= Margaret Osborne (actress) =

English actress

Margaret Osborne or Osborn was an English stage actress of the seventeenth century She was a long-standing member of the Duke's Company from 1671, acting at Lincoln's Inn Fields and the Dorset Garden Theatre. She went to Dublin to work at the Smock Alley Theatre in 1677, but returned to the Duke's Company around two years later She subsequently joined the merged United Company in 1682 and was still acting in the 1690s.

==Selected roles==
- Alexandra in Herod and Mariamne by Samuel Pordage (1671)
- Cornelia in Charles VIII of France by John Crowne (1671)
- Lady Turnup in The Morning Ramble by Henry Nevil Payne (1672)
- Flora in The Fatal Jealousy by Henry Nevil Payne (1672)
- Old Lady in The Duchess of Malfi by John Webster (1672)
- Mrs Clappam in The Careless Lovers by Edward Ravenscroft (1673)
- Lelia in The Reformation by Joseph Arrowsmith (1673)
- Fredigond in Love and Revenge by Elkanah Settle (1674)
- Elvira in Abdelazer by Aphra Behn (1676)
- Luce in Tom Essence by Thomas Rawlins (1676)
- Widow Laudwell in The Counterfeit Bridegroom by Aphra Behn (1677)
- Florella in The Orphan by Thomas Otway (1680)
- Jane in The London Cuckolds by Edward Ravenscroft (1681)
- Jacinta in The False Count by Aphra Behn (1681)
- Mrs Sly in Mr.
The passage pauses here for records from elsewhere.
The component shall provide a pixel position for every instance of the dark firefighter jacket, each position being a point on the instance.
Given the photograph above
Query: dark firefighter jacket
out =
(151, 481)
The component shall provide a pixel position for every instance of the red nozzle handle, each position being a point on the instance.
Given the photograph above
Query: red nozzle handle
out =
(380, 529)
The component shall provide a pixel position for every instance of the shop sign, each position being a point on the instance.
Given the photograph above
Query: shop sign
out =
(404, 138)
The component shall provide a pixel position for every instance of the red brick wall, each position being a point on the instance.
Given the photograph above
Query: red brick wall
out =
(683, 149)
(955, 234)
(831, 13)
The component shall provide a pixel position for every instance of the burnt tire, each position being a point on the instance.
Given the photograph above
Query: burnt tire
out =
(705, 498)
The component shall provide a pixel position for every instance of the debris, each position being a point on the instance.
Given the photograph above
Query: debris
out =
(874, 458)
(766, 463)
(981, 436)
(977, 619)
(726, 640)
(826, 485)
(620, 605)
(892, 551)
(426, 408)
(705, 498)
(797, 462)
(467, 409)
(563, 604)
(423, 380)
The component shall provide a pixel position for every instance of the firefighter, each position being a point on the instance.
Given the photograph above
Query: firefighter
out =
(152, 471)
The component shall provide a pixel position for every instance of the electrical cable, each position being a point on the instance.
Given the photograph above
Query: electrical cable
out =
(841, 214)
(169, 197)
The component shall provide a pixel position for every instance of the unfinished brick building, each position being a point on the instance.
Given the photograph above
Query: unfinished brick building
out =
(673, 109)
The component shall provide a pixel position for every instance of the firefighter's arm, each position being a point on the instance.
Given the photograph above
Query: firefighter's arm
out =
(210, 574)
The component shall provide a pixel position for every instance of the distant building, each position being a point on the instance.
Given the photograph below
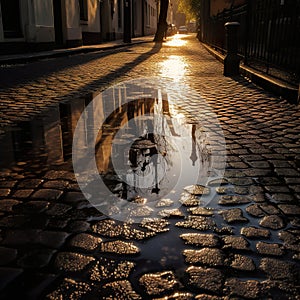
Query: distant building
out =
(27, 25)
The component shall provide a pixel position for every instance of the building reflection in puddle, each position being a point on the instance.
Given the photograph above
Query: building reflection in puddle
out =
(140, 142)
(144, 147)
(173, 67)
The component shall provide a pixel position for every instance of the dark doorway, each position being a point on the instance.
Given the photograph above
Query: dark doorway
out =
(59, 39)
(11, 18)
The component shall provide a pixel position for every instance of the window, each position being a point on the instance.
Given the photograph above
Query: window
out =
(120, 19)
(83, 10)
(11, 18)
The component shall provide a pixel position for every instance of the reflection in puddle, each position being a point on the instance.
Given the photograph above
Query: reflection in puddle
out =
(176, 41)
(145, 148)
(174, 67)
(134, 146)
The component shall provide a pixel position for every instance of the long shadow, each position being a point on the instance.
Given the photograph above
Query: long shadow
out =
(115, 74)
(19, 74)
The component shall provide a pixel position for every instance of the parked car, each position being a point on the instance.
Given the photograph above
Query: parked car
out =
(182, 30)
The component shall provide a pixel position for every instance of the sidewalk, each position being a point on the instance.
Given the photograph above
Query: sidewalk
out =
(28, 57)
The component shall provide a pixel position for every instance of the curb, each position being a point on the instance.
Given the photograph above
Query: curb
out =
(269, 83)
(25, 58)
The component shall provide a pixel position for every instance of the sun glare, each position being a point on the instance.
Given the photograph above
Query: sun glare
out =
(176, 41)
(174, 67)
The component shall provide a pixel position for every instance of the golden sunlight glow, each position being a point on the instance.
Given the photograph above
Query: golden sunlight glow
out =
(176, 41)
(173, 67)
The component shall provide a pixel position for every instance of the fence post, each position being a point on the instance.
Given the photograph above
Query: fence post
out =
(232, 61)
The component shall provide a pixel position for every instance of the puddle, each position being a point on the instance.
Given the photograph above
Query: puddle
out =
(131, 146)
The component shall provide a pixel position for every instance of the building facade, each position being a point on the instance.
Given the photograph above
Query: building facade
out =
(27, 25)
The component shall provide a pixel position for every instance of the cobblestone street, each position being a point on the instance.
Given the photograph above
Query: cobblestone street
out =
(55, 245)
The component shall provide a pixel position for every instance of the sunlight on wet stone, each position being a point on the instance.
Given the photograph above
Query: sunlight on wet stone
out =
(69, 289)
(164, 202)
(72, 262)
(119, 247)
(109, 269)
(197, 190)
(121, 290)
(199, 239)
(187, 199)
(171, 213)
(111, 228)
(156, 283)
(205, 256)
(205, 278)
(85, 242)
(202, 211)
(197, 222)
(178, 296)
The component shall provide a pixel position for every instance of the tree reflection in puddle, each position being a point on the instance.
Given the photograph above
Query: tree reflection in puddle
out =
(145, 146)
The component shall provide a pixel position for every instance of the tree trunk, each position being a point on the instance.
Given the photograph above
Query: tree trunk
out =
(162, 25)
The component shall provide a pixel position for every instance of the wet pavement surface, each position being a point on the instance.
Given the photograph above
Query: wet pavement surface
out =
(234, 236)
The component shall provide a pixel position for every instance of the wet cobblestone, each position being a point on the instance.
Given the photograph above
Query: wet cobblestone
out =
(54, 245)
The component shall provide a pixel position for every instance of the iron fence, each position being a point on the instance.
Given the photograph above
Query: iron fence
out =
(268, 37)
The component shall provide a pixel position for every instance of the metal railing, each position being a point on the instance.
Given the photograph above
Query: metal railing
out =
(268, 37)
Turbulent by Anonymous (1682)
- Mrs Helen in Dame Dobson by Edward Ravenscroft (1683)
- Ariadne in A Commonwealth of Women by Thomas D'Urfey (1685)
- Grycia in The Amorous Bigotte by Thomas Shadwell (1690)
- Lady Hazard in Greenwich Park by William Mountfort (1691)
- Teareshift in Love for Money by Thomas D'Urfey (1691)

==Bibliography==
- Bush-Bailey, Gilli. Treading the bawds: Actresses and playwrights on the Late Stuart stage. Manchester University Press, 2013.
- Lanier, Henry Wysham. The First English Actresses: From the Initial Appearance of Women on the Stage in 1660 Till 1700. The Players, 1930.
- Van Lennep, W. The London Stage, 1660–1800: Volume One, 1660–1700. Southern Illinois University Press, 1960.